What we see in any dramatic test with a dummy in the car is that these safety improvements protect the dummy. Is that a valid test of the real world.
I have one piece of data that suggests the real world is not like the one we see with crash test dummies.
Japan has had a relatively stable automobile fatality rate for the past few decades. In roughly 1993 Japan went from a country where seatbelts were only required on highways as of December 1992 to a country where seatbelts were required at all times in all front seats in January 1993. The Japanese did as they were told. 100%.
There is no positive evidence to draw in auto fatalities as a result of seatbelts.
This is what leads me to make another suggestion. Here is another chart that shows auto fatality by age. It is clear that people under 35 have a much higher auto fatality rate while driving. Under 20, the situation is even worse.
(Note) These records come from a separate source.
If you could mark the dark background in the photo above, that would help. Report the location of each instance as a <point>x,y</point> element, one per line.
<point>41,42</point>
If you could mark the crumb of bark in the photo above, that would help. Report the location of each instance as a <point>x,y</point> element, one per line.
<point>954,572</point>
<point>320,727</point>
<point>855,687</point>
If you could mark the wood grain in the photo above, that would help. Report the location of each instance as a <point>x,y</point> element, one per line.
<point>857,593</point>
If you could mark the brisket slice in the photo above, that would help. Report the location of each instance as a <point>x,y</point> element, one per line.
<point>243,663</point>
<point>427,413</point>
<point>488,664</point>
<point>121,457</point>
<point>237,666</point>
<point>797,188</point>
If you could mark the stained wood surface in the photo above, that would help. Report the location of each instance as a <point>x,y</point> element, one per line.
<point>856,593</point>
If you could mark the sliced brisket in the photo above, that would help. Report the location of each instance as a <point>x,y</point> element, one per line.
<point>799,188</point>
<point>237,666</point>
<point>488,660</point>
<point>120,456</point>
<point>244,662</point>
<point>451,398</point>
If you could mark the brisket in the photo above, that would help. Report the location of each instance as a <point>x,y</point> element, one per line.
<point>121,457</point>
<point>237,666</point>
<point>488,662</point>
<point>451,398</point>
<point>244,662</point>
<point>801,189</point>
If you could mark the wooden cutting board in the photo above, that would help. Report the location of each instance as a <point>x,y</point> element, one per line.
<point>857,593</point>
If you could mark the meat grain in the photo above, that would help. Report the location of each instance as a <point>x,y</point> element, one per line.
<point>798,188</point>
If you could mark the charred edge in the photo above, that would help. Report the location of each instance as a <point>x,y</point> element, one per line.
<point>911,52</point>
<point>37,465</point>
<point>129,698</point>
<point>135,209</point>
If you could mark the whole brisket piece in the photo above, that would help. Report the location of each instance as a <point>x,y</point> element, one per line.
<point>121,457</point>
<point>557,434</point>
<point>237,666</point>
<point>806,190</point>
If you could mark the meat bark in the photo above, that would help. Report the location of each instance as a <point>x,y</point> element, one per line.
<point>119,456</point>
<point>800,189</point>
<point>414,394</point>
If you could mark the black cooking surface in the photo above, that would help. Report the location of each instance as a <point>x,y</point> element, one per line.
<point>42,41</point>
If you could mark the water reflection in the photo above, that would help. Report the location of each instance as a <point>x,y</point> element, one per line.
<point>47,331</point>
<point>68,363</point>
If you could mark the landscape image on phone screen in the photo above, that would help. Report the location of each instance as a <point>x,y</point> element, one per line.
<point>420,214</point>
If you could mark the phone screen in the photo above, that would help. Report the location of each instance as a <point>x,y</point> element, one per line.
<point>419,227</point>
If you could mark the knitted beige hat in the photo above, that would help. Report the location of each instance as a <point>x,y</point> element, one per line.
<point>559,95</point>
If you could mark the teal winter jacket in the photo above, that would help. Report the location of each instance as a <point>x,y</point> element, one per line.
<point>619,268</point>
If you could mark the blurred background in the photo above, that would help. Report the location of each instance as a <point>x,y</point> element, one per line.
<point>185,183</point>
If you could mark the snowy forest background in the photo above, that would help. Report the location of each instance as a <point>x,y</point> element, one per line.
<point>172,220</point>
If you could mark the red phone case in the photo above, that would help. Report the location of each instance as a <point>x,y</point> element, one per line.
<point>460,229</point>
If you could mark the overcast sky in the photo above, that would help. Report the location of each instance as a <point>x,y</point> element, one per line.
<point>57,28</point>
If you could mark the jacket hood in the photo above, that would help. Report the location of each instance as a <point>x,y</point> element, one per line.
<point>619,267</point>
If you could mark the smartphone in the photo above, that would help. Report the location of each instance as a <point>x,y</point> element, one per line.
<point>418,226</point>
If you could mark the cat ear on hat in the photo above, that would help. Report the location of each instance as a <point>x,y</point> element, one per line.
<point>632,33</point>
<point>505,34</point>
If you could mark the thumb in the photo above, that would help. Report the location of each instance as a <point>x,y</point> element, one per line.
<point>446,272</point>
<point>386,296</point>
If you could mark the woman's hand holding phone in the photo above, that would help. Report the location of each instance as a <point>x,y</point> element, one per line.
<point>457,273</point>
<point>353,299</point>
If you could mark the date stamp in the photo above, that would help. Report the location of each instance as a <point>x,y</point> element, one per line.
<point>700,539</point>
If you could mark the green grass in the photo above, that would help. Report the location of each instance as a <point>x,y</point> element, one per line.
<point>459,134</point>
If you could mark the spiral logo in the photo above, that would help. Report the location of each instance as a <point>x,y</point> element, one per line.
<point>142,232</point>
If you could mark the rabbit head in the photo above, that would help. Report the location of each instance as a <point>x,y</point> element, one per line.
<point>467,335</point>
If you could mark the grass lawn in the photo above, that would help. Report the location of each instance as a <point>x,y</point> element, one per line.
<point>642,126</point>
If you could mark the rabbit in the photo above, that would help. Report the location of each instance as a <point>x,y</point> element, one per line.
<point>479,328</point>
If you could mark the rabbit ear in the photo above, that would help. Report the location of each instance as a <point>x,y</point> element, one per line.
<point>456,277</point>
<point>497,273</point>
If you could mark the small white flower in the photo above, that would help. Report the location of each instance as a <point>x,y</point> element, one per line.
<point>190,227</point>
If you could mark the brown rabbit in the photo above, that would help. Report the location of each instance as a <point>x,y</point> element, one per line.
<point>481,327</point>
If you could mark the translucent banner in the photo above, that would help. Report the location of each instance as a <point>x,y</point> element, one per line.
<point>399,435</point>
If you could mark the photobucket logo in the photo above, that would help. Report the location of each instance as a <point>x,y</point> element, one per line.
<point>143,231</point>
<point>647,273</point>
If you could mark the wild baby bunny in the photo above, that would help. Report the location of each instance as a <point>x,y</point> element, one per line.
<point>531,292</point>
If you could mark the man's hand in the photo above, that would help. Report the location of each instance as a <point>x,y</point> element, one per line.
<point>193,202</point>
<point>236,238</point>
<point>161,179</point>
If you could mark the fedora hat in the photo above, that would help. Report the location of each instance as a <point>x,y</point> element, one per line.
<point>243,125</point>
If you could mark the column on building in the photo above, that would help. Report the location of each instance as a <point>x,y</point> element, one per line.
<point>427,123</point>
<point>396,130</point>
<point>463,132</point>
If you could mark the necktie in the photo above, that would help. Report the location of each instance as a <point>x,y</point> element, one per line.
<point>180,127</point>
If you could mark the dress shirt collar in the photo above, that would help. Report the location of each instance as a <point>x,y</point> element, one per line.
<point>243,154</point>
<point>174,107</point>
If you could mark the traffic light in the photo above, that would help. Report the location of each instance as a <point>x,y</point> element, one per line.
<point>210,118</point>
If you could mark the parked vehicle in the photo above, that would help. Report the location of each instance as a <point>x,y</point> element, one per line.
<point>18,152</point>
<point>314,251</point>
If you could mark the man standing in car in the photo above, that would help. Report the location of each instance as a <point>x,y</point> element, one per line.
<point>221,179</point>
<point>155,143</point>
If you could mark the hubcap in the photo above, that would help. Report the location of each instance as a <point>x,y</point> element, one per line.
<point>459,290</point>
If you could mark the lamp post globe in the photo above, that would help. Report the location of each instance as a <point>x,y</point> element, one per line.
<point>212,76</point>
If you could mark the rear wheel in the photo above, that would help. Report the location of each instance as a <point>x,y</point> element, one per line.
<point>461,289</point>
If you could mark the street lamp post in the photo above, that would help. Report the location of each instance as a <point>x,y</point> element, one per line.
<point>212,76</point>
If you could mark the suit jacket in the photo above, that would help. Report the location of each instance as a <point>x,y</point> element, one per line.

Hypothesis: while safety devices definitely work, the reality is that making driving more difficult for young drivers is far more important in reducing auto fatalities.
In Japan, a drivers license requires many hours of training and at least three hours of driving in the drivers test.
The greatest drop in U.S. automobile fatalities occurred in the past three years. A drop of nearly 25%. This is due entirely to severe state restrictions on teenage drivers.
It may be that drivers' habits are more related to safety issues than auto technology.